Já no alto, muito tímido ele recebeu abraços e beijos de toda a
banda, que havia sido avisada do convidado ilustre. Quando o som
começou e o público respondeu também com muito barulho, era possível
perceber um leve sorriso nos lábios de Pacífico. Ele estava com os
olhos fixos para baixo, observando as pessoas dançando. Xiquinho,
próximo dele, fez questão de notar bem seu comportamento e viu que seu
pé esquerdo batia discretamente. Daquela vez nem as mulheres peladas o
irritaram. Ele estava feliz naquela festa e sentia-se também o centro
das atenções em cima do trio elétrico.

Xiquinho resolveu arriscar tudo e antes de começar a próxima música
cochichou uma ordem no ouvido do vocalista. O povo começou a vibrar
com "Cai de boca Seu Pacífico". O homenageado afrouxou o nó da
gravata, começou a sorrir mais e mais até dar uma gargalhada quando
ouviu e viu centenas de vozes cantando seu nome. O desejo antigo dos
foliões da avenida Sete parecia estar sendo realizado finalmente.

Depois da música o cantor teve a presença de espírito de apresentar
Pacífico para seu público, que foi ovacionado. Muito contente e já sem
paletó e gravata o homem de meia idade surpreendeu a todos pedindo um
bis da sua canção e dessa vez com ele próprio nos teclados. Pacífico
havia aprendido a tocar na igreja executando músicas gospels desde
criança, nem precisou de ajuda para seu primeiro show, como era músico
experiente e já ouvira sua música dezenas de vezes, ele havia
apreendido e decorado de ouvido todas as notas.
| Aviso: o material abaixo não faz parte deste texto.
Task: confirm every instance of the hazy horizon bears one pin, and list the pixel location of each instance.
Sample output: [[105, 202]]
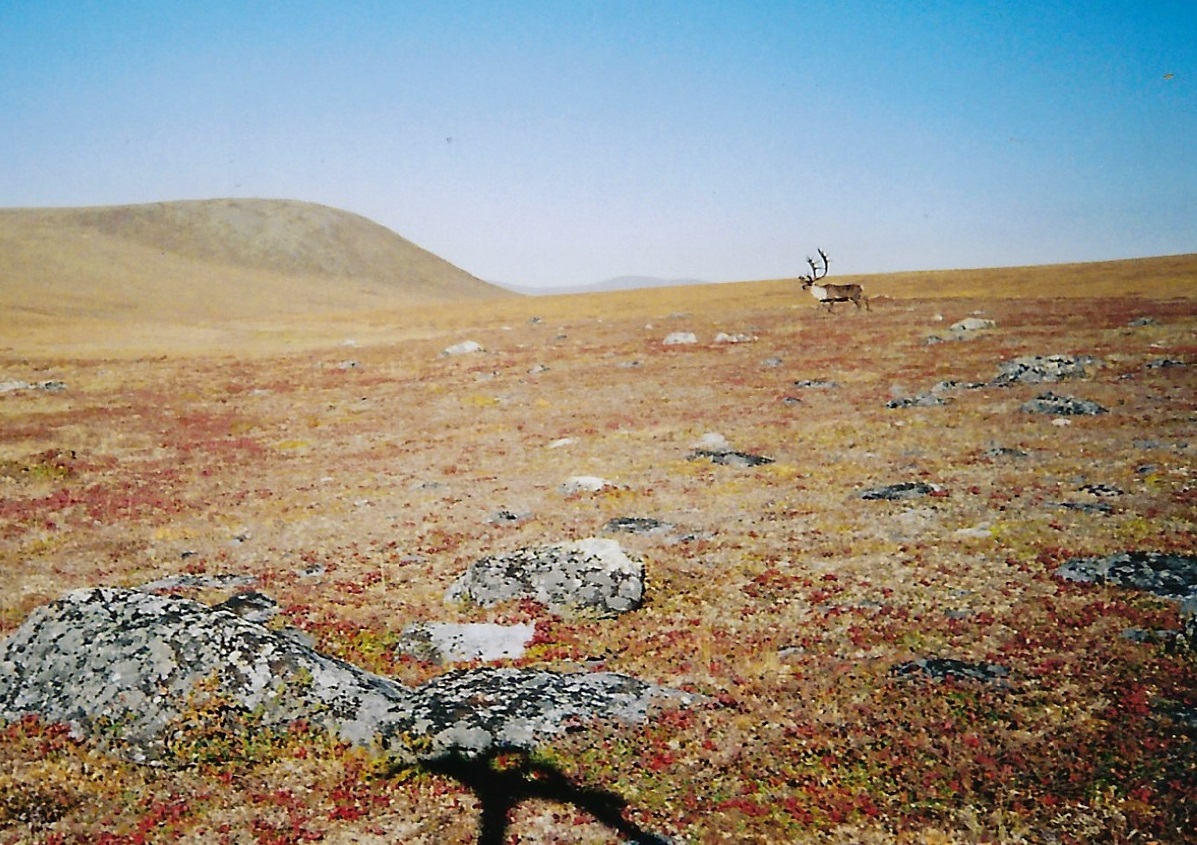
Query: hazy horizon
[[553, 145]]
Foi um sucesso, muito melhor que o tecladista titular. O público
adorou sua performance e seu jeitão ingênuo. Coisa que Xiquinho não
era nem um pouquinho. Na mesma hora ele encheu a bola da nova estrela
do carnaval baiano e propôs shows diários para ele e a gravação de um
disco, lógico com a maior dos lucros para o empresário. Pacífico
estava no céu, ou melhor, no inferno das festas carnavalescas, mas
aceitou feliz. No dia seguinte, passou na sua repartição pública para
pedir demissão, se despedir e dizer que ia para a farra enquanto seus
colegas teriam que ficar ralando. E, claro, trouxe um novo rádio para
que ouvissem suas músicas todos os dias.